Por José A Ciccone

Ya estamos experimentando una nueva conducción política en los cinco municipios del Estado y en un mes más, lo estaremos viendo en la gubernatura, por primera vez, en manos de una mujer joven consustanciada con el acontecer de la tierra que la vio nacer.

Es una nueva oportunidad que tenemos todos los ciudadanos que ejercimos libremente el voto, para incluirnos definitivamente en las decisiones que pretendan tomar las nuevas autoridades, insertarnos como actores de la vida política en Baja California, es decisión impostergable si no queremos lamentarnos mañana de lo que hoy podemos hacer entre todos los que habitamos este suelo generoso, abundante en posibilidades reales.

En tiempos de relativa tranquilidad y en el marco de un régimen democrático, la pasión por la cuestión pública de ninguna manera se expresa sólo cumpliendo con el rito de las urnas.

El ejercicio en la política del ciudadano común –aquel que desde la trinchera de su trabajo y pagando impuestos cumple religiosamente con el país-, exige implicarse de lleno en la vida pública, no necesariamente a través de la acción meramente partidaria, sino del compromiso activo con el funcionamiento adecuado de nuestro sistema democrático.

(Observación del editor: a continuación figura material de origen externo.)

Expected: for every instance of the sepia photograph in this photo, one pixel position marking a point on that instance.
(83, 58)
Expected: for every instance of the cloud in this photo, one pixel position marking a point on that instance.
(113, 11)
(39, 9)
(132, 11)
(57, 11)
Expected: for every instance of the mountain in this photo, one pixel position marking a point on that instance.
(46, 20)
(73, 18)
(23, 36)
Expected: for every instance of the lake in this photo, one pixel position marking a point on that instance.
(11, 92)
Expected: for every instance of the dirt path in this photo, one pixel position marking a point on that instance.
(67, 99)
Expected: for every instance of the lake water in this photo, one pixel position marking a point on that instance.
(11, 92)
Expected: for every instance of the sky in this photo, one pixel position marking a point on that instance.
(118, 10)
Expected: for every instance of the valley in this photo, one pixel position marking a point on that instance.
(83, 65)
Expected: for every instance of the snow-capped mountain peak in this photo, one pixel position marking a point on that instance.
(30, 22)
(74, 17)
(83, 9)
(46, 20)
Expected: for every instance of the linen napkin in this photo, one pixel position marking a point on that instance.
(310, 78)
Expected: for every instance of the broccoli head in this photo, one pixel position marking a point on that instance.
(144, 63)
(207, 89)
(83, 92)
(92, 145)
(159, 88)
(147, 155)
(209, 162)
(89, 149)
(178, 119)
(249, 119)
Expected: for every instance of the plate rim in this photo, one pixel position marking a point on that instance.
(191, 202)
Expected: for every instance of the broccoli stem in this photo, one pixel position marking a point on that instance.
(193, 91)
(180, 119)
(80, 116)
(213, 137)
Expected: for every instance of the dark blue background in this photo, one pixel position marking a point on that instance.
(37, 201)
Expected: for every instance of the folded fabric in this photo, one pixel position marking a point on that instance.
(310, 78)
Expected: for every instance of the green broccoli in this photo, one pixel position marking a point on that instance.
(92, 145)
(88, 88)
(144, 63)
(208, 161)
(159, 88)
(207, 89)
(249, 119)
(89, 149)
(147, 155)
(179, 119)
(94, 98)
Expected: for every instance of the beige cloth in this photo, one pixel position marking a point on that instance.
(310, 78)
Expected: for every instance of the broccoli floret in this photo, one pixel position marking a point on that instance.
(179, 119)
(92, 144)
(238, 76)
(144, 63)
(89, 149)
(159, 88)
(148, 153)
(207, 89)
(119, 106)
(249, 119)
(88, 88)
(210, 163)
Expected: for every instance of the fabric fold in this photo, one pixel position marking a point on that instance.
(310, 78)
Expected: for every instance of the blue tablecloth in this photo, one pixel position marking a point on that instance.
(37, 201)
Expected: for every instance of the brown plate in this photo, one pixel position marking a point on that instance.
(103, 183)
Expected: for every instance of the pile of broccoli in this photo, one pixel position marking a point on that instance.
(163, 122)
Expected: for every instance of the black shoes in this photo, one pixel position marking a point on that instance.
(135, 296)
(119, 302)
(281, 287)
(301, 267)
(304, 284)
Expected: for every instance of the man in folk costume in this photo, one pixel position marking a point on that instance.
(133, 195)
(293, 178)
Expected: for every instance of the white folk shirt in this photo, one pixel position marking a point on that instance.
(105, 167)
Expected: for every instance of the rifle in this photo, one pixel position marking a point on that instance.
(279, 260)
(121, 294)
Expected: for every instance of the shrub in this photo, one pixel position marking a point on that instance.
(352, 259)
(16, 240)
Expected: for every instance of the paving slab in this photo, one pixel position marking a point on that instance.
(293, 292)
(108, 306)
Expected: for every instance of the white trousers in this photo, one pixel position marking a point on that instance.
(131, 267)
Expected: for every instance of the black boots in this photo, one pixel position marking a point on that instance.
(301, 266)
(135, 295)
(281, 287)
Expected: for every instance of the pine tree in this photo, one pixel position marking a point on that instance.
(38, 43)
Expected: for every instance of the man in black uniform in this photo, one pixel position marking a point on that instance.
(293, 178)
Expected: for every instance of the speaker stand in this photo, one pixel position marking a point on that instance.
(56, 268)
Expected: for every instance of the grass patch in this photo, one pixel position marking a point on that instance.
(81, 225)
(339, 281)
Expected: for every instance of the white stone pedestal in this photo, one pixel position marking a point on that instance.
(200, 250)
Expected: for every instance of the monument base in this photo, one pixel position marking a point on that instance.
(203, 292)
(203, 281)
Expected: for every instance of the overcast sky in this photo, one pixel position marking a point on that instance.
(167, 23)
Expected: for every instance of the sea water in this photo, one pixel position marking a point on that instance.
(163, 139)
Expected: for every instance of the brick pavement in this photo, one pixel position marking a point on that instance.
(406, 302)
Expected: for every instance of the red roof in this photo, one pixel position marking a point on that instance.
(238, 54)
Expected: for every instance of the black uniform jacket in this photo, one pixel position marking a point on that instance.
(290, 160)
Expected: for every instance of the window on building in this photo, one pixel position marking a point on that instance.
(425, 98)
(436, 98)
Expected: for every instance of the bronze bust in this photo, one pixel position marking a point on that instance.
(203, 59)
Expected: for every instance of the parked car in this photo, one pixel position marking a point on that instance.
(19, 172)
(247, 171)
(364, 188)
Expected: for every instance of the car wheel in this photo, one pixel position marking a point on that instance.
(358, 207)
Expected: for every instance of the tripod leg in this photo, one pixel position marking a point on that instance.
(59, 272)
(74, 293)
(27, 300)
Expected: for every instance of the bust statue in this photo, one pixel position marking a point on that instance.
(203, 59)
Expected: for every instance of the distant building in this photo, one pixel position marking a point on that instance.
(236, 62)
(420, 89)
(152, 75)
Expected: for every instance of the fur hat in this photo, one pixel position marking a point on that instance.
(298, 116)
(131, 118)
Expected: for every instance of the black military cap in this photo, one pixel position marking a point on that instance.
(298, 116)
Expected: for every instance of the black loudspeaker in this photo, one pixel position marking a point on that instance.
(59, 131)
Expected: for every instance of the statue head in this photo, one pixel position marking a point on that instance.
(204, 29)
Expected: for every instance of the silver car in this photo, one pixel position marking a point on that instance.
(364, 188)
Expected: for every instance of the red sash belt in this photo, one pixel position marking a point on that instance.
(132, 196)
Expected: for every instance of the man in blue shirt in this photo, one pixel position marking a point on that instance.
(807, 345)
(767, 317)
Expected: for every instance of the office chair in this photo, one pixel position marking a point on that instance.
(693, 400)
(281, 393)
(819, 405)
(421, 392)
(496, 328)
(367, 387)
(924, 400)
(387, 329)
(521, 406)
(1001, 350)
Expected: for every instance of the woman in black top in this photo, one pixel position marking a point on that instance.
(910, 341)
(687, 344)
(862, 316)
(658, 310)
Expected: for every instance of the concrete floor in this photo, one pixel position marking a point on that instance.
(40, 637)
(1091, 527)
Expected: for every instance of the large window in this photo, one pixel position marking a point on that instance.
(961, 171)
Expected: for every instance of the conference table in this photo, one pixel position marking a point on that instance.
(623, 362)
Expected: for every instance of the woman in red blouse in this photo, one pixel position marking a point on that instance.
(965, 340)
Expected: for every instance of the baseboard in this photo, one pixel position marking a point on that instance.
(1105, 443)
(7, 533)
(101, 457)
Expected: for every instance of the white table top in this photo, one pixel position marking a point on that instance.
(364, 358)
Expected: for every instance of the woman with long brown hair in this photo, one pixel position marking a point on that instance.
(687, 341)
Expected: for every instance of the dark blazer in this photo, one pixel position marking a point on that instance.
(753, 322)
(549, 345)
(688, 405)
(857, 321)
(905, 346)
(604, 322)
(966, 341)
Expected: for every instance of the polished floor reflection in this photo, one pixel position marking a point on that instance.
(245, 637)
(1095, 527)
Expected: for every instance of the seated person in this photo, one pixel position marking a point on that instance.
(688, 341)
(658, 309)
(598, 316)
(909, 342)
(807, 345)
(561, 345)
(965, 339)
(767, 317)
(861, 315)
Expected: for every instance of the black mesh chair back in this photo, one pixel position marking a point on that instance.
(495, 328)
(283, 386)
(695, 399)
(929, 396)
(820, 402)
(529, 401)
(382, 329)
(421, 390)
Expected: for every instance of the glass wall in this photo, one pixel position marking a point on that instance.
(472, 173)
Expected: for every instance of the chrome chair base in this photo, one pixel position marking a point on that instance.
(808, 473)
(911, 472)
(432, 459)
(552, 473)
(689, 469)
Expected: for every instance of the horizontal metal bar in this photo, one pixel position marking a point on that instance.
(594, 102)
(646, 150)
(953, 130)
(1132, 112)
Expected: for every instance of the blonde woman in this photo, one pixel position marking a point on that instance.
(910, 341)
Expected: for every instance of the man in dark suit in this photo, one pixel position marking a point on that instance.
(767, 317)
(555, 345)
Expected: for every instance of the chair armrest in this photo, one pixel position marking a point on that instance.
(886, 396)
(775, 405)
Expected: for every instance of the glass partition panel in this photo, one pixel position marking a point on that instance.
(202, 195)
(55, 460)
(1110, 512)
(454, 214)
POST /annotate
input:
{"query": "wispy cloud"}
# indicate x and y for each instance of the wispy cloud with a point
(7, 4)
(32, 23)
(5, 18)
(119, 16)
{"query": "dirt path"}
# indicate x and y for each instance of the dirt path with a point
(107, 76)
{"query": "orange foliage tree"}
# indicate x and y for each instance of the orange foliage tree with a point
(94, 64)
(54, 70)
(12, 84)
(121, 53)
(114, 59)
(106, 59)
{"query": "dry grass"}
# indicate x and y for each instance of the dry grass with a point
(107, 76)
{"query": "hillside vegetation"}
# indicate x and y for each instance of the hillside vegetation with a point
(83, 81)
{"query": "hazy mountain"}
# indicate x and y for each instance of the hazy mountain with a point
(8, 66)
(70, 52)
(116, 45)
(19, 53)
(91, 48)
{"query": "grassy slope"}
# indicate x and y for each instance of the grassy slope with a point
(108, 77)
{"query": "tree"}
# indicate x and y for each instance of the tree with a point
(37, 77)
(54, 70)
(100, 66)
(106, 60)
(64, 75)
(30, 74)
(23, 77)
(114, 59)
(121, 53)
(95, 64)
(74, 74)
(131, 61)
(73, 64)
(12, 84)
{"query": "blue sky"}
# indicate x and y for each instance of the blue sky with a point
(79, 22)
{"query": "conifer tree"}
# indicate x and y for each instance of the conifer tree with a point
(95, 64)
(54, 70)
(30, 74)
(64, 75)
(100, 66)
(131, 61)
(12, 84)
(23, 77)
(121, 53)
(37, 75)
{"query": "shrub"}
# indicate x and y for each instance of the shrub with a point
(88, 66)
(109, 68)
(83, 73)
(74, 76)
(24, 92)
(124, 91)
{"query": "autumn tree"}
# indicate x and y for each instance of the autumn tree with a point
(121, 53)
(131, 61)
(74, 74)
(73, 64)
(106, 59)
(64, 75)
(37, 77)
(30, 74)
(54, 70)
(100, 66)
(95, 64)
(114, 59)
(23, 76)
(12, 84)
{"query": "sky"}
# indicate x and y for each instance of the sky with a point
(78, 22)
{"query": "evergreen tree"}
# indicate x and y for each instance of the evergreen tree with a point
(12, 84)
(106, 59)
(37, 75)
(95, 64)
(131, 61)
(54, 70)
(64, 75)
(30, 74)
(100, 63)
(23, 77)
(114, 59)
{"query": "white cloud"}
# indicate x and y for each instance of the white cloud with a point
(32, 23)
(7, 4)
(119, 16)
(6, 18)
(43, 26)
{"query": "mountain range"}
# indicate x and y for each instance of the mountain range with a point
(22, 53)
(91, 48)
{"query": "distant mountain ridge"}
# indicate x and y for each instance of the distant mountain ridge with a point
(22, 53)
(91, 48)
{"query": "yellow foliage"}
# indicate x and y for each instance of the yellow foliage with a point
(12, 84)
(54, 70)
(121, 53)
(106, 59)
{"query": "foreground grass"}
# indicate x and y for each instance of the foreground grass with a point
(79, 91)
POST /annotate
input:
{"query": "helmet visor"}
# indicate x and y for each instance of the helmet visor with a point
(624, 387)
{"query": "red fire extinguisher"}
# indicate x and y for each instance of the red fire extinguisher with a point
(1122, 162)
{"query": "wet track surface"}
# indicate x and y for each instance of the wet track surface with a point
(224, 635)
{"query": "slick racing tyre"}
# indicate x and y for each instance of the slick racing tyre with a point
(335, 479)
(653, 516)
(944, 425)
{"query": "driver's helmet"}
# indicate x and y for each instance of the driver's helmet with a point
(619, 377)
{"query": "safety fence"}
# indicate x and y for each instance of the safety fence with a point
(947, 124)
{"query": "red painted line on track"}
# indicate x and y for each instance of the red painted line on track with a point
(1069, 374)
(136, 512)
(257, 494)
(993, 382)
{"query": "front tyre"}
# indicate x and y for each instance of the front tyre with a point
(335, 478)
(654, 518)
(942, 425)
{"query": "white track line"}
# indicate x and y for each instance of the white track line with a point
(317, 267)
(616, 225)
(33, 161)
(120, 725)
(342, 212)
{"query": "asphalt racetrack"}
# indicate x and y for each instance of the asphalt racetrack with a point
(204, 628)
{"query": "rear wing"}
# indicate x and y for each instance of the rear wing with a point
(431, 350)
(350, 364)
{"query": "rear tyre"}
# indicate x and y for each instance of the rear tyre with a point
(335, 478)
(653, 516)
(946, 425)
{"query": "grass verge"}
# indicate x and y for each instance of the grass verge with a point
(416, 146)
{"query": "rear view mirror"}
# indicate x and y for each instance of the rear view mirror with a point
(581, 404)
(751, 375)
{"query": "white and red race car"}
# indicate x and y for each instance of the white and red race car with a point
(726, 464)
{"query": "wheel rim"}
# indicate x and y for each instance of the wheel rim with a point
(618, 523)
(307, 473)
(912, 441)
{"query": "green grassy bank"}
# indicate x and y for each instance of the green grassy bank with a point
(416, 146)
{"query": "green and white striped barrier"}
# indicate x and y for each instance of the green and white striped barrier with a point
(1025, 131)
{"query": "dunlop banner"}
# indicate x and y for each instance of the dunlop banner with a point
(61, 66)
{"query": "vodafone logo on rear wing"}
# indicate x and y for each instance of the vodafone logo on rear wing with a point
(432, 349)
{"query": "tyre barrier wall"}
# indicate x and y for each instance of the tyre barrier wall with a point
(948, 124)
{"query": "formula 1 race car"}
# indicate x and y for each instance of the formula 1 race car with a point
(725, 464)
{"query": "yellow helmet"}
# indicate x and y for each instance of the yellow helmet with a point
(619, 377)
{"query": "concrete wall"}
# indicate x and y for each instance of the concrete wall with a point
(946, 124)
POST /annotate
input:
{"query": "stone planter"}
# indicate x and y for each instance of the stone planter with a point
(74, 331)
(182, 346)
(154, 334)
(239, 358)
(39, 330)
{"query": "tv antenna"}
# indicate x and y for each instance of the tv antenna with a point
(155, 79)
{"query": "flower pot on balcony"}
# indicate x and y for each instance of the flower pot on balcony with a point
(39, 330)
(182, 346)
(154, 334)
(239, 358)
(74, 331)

Esto quiere decir que practicar la pasión por la política no significa recordar que ella existe sólo en momentos de crisis o conflictos, o en la abundancia gratificante.

Desde el comienzo

Los griegos lo sabían bien, para hacer buena política se trataba de cumplir con las obligaciones de todo ciudadano: estar alertas, vigilar la acción de los representantes, informarse, pagar sus impuestos y exigirle a los gobernantes que hagan cumplir las leyes.

En el ciudadano que le tocó cumplir funciones de dirigente, la pasión deberá ser entendida como servicio a la comunidad y su beneficio personal, será el placer que se desprenda del cumplimiento de su vocación política, porque la ambición desmedida, el enriquecimiento súbito e ilícito y la traición a los ideales, no son necesariamente, una característica de la pasión, sino más bien de su aspecto patológico más oscuro.

Es necesario insistir, a la manera aristotélica, en que la desviación no pasa sólo por el exceso sino también por la carencia. En cualquier actividad de un ser humano, si detectáramos en él una actitud de abulia crónica, abandono melancólico o indiferencia suicida, no dudaríamos en afirmar que está pasando por alguna perturbación psíquica.

Sin embargo, en el ámbito de la política, nos parece normal que el ciudadano común no se ocupe del estado de su comunidad. Sólo cuando el sistema estalla, ahí sí, en el mejor de los casos, vemos que se despierta en algunos la pasión por los asuntos públicos, así como vemos en otros una caída en la más profunda depresión con aislamiento y también en la obsesión por almacenar objetos que lo provean de una cierta sensación de tranquilidad.

Responsables del colapso del sistema serán no sólo la venalidad e incapacidad de los dirigentes -que bastardearon su pasión política transformándola en adicción al poder-, sino también la falta de pasión del conjunto de toda una sociedad. Si en tiempos de calma se practica la ideología de que “la política es cosa de políticos” y que “lo bueno es no meterse” para mantener las manos limpias, entonces la consecuencia lógica será que un grupo reducido de personas se apropie del mando y resuelvan a su antojo. Si lo que va decidiendo la reacción de las personas no es el bienestar o malestar de toda su comunidad sino sólo el hecho de que sus intereses hayan sido afectados, entonces será que la preocupación por todo lo público está mal entendida. La carencia de pasión política sostenida habrá conducido a esa sociedad hacia el desastre total.

Por todo lo dicho, será necesario ser muy cauteloso cuando se consideren frases tales como: “La política es una cosa sucia” o “Todos los políticos son manipuladores”, o “No hay políticos decentes y capaces”, porque entonces se confundirá la crítica hacia la perversión de una práctica, con la crítica a la práctica misma.